Buying a first home can be intimidating. There are numerous questions to ask, countless factors to consider, and endless options for size, area, amenities, school districts, and more.

Mistakes among first time buyers are common. Here are a few of the common mistakes we see, as well as a few tips to help you avoid problems and find the right mortgage for an outstanding home!

5 Things to Avoid When Buying Your First Home

Looking for House Before Applying for Loan

Most home purchases follow a very specific step-by-step process. The first step, after setting a budget, should be to get pre-approved or pre-qualified for a mortgage. Unfortunately, many people skip this step and go straight to looking for a home.

This presents problems when it comes time to view homes. Sellers and real estate agents want to work with people who are likely to buy a home and can afford the purchase; getting pre-approved acts like a verification, telling the sellers that you are (most likely) able to make the purchase.

Pro Tip: Before contacting a real estate agent, get pre-approved or pre-qualified for a mortgage

Buying furniture on credit is a common mistake when buying a first home.

Taking Out New Debt

One of the worst things you can do when buying your first home, for both your personal finances and your mortgage application, is to take out new debt. This is an all-to-common problem that disrupts your loan approval and can create havoc for your personal budget.

When preparing to purchase a home, especially your first home, it’s easy to get excited. (In fact, you should be excited!) But unfortunately many buyers rush out and purchase new furniture, new appliances, and new technologies for their home; many of these purchases are made with credit, which increases your debt load.

This debt load not only creates a tighter budget, it can also disrupt your mortgage approval. When lenders see new debt, they may get worried that you have overextended and decide to either pull your mortgage or increase your interest rate. The first leaves you with no home (yet) and lots of new (and expensive) items; the second makes your homeownership more expensive.

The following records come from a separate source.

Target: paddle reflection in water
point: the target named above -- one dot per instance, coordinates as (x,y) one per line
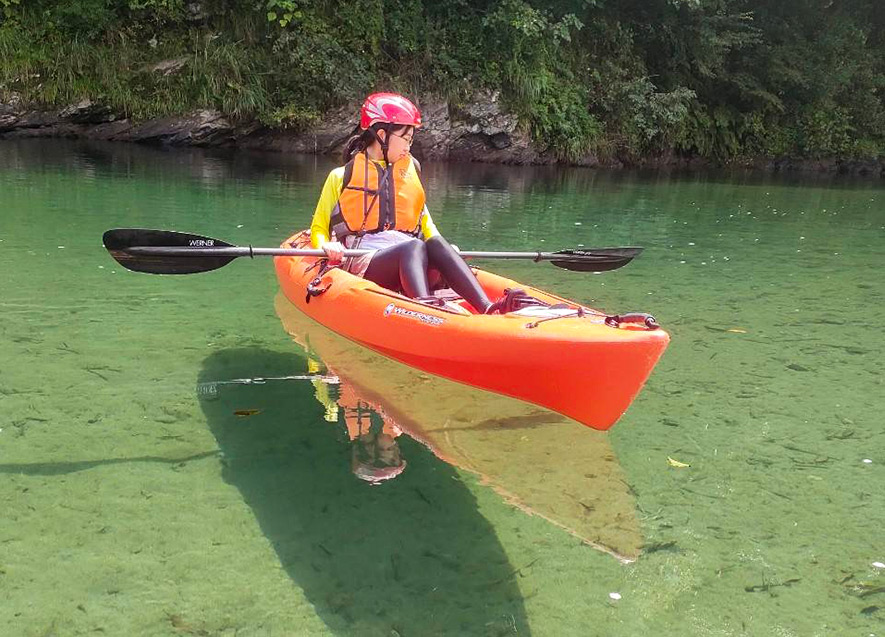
(538,460)
(411,557)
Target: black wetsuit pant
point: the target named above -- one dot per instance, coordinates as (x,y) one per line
(405,265)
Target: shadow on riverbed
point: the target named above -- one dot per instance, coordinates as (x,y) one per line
(412,556)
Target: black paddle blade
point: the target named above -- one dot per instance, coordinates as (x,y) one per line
(596,260)
(119,240)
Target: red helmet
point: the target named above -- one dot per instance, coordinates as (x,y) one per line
(389,107)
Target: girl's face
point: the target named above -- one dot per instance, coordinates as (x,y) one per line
(399,143)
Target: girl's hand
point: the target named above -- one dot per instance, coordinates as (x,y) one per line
(334,251)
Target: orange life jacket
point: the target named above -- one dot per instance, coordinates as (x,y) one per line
(397,207)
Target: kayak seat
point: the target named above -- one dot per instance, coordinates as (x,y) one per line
(513,300)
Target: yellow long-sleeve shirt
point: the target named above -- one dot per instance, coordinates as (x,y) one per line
(320,225)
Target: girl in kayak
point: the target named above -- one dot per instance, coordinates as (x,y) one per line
(376,202)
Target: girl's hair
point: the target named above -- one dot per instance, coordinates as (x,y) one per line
(362,139)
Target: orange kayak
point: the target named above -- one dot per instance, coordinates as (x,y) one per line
(565,358)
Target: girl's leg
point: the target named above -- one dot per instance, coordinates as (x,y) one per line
(403,266)
(442,256)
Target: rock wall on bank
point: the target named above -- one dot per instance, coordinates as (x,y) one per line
(481,131)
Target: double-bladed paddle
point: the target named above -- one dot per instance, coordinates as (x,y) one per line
(167,252)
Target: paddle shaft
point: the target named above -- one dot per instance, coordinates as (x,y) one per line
(240,251)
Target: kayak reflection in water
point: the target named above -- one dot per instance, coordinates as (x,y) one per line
(376,202)
(375,454)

Pro Tip: Avoid new debt to ensure a seamless, affordable mortgage.

Buying a House You Don’t Want, Don’t Need

One of the fastest ways to lose money is to sell a home immediately or soon after making the purchases. With closing costs, realtor fees, listing expenses, and other costs that come from buying and selling a home, you can lose as much as 5% when you sell. Don’t let that happen to you; buy a house you want, one that will make you happy for years to come.

For example, if you have a growing family and expect more children in the near future, you probably should purchase a two-bedroom home. If you love living near a city’s downtown area, you probably shouldn’t purchase a house on the outskirts of town.

Buying a home that is too small is common, but it’s also important that you don’t buy a house that is too big. When you meet with a lender, there’s a good chance that you’ll be approved for a mortgage that is larger than you need; just because you can take out a larger loan doesn’t mean you should. Instead of thinking about the absolute highest price you can afford, set a target price and stick with that number.

Pro Tip: Think about what will make you happy now and in the future.

Thinking of Home Solely as an Asset

It’s a cliche, but, like most cliches, it’s true: your home is likely the largest single purchase you will purchase in a lifetime. Therefore, it’s important to think of the home as an investment, one that will not only hold its value but also gain in value.

But many people get caught in the trap of thinking about the home solely as an asset. This type of thinking can lead you to justify purchasing more than you need (it’s an asset, so why not take out another $200,000?) and can cause you to purchase a home that won’t make you happy.

Asset-focused thinking also leads people to attempt to “time the market,” and make a purchase at a point when prices are low, interest in ideal, and values are set to climb. Treating a home purchase like a stock investment often result in bad decision making.

Yes, it is a financial investment, but it’s also your home. Personal preferences and desires, regardless of cold-hard numbers, should also be considered. When the right home comes up and you are ready to buy, make the purchase.

Pro Tip: Prioritize your happiness as much or more than cold, hard, asset-based thinking and ignore the urge to “time the market” perfectly.

Work with People Who Don’t Seem to Care

If you feel, at any point during the mortgage or real estate process, that the person you are working with does not care about your interests, you don’t have to keep working with them. Too many buyers get locked into a relationship with a specific lending agent or real estate professional and, for whatever reason, continue working with that person regardless of service quality.

If the person does not return your emails, does not answer your calls, or can’t (or won’t) answer your questions, it’s probably time to move on. As we said, the home is an important purchase and a major investment, so you simply can’t afford to work with people who don’t have your best interest in mind.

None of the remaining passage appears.